There are very few chases–the ones that happen resolve themselves quickly (suspect escapes, suspect caught)–very little gunplay, though there are guns. Tennyson wanders around potentially dangerous areas without a gun drawn, confusing the American viewers. Major clues are not exclusively the domain of the lead–often a member of the team finds them.
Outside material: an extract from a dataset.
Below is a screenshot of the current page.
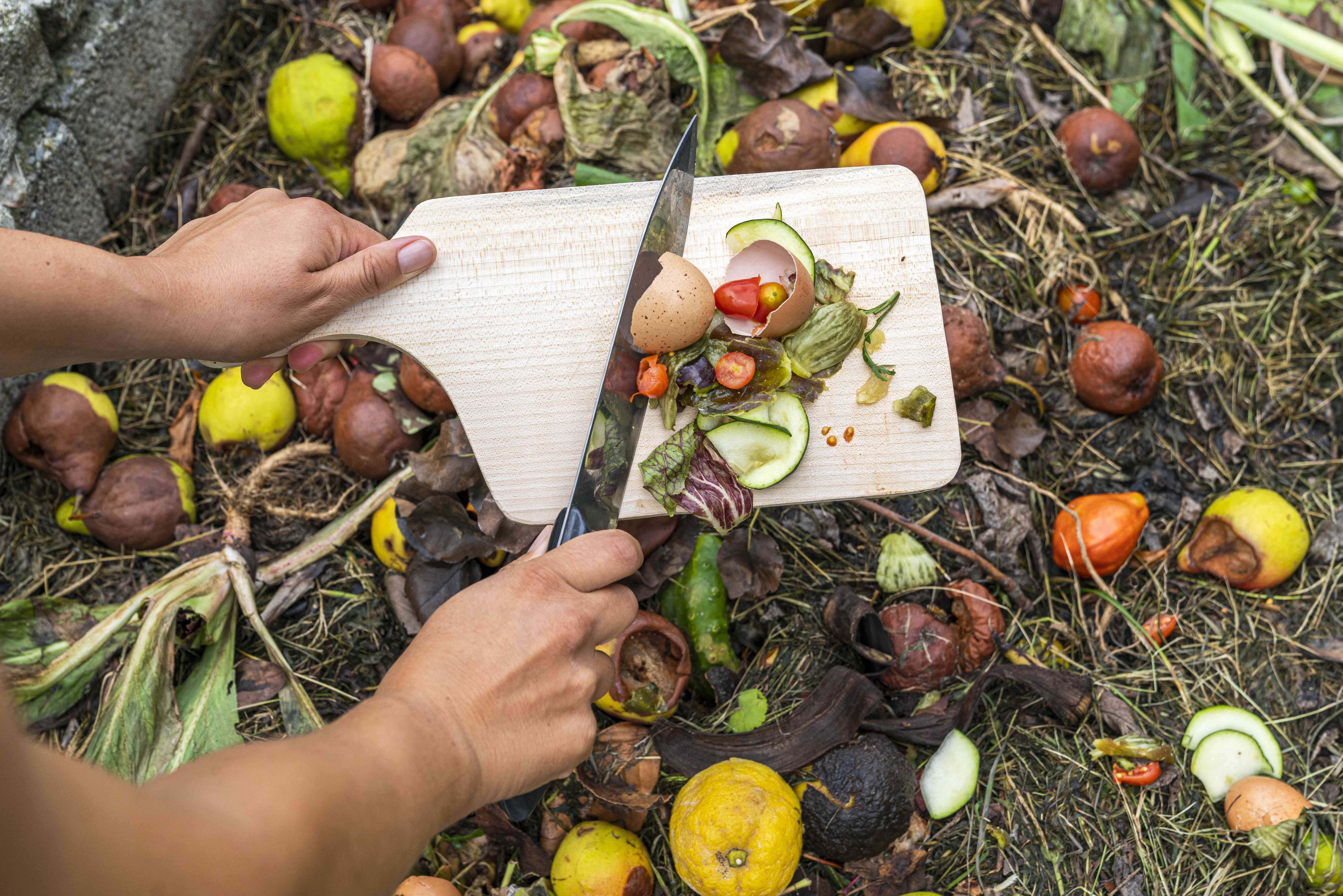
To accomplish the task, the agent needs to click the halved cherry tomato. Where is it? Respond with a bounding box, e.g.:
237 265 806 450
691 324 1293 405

Steadily, steadily, the case is built, in this case around an obvious suspect in the murder of a Bosnian Muslim women who immigrated to England 10 years before only to find the war followed her. Interrogations don’t produce immediate results. The media is out of the investigation’s hands and ruins leads. And one major tactic that PS does over and over to some effect is never allowing the audience any release through the protagonist. As stones are lain in her path, Tennyson gets more and more frustrated, but very little do we see her exploding in anger. Instead another, sometimes disconnected, scene begins and we carry over that emotion with us. No wonder the show is so bleedin’ tense.
Helen Mirren is great, just great, a real hero, always thinking.